Cada uno de los estudios de caso describe las iniciativas que las organizaciones de las mujeres rurales construyen en favor de la soberanía y la seguridad alimentarias. Algunas de las prácticas que encontramos tienen que ver con intercambio de semillas y productos, ferias de comercialización, producción diversificada, restitución de prácticas culturales en la dinámica productiva y en los sistemas de producción, creación de artesanías locales, fomento de autonomía económica, fortalecimiento organizativo desde el bienestar colectivo.
Sin embargo, a la par de estas iniciativas, la investigación vislumbra expresiones de una realidad paralela basada en un modelo de desarrollo moderno primario exportador que afecta, de manera más o menos visible, la viabilidad de las iniciativas consolidadas por las mujeres: en Pedro Moncayo está presente el agronegocio de florícolas, avícolas y ganado; en Cotacachi está presente el agronegocio de florícolas, café y uvilla, a la vez que la estimulación de producción de cebada por parte de la Cervecería Nacional a partir la agricultura bajo contrato; en Putumayo está presente el agronegocio de café, cacao, palma africana y banano, a la vez que están presentes actividades extractivas de petróleo y de basalto; en San Lorenzo está presente el agronegocio de palma africana, plátano, café, cacao y banano; en Mira está presente el agronegocio de tomate riñón, fréjol y caña de azúcar.
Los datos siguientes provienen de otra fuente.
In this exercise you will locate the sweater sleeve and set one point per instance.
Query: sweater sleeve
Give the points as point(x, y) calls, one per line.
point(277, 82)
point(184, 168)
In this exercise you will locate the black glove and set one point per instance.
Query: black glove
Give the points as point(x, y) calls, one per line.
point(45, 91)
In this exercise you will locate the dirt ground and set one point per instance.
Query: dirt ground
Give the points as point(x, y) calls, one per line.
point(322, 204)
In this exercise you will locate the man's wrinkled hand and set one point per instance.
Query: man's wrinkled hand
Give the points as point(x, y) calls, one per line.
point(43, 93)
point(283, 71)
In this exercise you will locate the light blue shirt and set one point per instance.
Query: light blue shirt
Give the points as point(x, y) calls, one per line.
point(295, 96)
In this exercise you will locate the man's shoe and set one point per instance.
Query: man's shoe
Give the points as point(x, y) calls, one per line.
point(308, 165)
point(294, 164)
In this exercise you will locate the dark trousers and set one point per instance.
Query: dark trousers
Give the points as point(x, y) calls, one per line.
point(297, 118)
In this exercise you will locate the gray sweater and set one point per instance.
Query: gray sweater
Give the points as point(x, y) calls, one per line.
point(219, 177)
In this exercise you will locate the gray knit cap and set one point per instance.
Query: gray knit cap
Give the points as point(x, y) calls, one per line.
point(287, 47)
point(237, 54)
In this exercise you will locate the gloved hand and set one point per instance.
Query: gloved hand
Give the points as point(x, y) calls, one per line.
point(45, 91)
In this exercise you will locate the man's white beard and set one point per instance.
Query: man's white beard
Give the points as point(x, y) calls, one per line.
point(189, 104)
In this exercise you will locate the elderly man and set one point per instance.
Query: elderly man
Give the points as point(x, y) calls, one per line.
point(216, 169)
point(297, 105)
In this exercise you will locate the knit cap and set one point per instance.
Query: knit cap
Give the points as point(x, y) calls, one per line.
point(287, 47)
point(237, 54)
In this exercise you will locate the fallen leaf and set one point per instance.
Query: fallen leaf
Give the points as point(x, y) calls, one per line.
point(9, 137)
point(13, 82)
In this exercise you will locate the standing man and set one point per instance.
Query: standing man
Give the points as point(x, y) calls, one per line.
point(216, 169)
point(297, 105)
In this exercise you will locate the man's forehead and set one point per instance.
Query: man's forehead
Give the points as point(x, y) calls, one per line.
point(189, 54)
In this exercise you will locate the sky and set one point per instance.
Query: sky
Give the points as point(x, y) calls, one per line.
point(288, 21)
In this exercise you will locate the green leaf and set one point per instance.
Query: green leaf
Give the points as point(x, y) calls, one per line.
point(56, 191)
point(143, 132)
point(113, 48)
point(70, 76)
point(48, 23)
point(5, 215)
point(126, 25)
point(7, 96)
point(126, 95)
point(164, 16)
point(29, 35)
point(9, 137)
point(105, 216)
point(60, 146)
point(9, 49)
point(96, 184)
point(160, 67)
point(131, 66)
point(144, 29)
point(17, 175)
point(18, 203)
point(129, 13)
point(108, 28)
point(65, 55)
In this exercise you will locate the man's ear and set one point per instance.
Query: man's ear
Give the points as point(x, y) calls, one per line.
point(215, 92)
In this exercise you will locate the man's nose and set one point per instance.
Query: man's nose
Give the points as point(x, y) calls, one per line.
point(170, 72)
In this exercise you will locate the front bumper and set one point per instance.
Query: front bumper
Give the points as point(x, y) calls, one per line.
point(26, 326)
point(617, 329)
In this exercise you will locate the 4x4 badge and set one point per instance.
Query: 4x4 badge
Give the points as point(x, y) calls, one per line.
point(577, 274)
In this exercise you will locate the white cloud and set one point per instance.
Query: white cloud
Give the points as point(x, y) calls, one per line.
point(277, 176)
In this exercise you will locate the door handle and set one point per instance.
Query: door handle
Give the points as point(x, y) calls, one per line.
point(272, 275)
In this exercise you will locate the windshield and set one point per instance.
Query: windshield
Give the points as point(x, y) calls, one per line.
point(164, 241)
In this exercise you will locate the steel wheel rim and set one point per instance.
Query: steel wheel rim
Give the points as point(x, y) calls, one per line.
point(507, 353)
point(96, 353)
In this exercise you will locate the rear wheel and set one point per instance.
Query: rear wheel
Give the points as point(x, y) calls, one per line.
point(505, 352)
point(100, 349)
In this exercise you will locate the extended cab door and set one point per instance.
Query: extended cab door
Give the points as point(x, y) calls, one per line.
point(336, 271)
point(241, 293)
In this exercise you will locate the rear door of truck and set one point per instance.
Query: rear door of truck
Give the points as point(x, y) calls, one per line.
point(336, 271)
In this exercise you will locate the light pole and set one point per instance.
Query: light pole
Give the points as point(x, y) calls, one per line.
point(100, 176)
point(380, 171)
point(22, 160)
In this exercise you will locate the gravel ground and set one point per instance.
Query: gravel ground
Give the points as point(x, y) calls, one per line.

Al retomar la voz de las mujeres rurales entrevistadas, nos encontramos con preocupaciones en varios ámbitos. En el plano de lo productivo, mencionan que la agroecología no siempre resulta rentable por lo que hay quienes todavía dependen de productos químicos, reconocen que se requiere apoyo en el trabajo en el campo y apoyo institucional para el fomento de la producción agroecológica, comentan que padecen el limitado acceso al agua y a la tierra, señalan la falta de condiciones para la reproducción de semillas de algunas especies genera dependencia institucional. En el plano de lo económico, perciben que la competencia con el mercado convencional es avasalladora, y padecen la desvaloración de la calidad de productos por parte de las personas consumidoras. En el plano de lo cultural, reconocen que la asimilación de valores occidentales fomenta el desarraigo cultural que se materializa en la pérdida de identidad gastronómica, la pérdida de idiomas ancestrales, la migración de las juventudes en búsqueda de trabajo y estudios fuera del campo, la pérdida de lo colectivo en la individualización de la propiedad de la tierra.
Esta realidad compleja nos permite comprender que la coexistencia antagónica entre estos dos modelos agrarios, lejos de proveer un espacio político, económico y cultural en el que ambos modelos convivan de manera paralela y equitativa, termina socavando una en detrimento de la otra. Así, dentro del vasto ámbito de las capacidades sociales humanas y los múltiples modos en que la vida social podría ser vivida, las actividades del Estado, de manera más o menos coercitiva, “alientan” algunas mientras suprimen, marginan, corroen o socavan otras (Corrigan y Sayer, 2007: 45).
Pese a estas circunstancias, pese a las adversidades plasmadas por una estructura histórica de poder de injusticia y desigualdad, pese a un Estado legitimador de un modelo de desarrollo ilegítimo para las diversidades rurales, pese a la institucionalización de una soberanía alimentaria teórica, discursiva y manipulada, la investigación nos ofrece un destello de luz para demostrar que la soberanía y la seguridad alimentarias se pueden construir desde lo colectivo y desde las raíces de identidades culturales mil veces violentadas, pero mil veces resucitadas. Habrá que ir detrás de estas luces en las páginas del libro, y aceptar la invitación que las autoras nos hacen de profundizar aún más en la búsqueda de rastros de autonomía, soberanía y esperanza.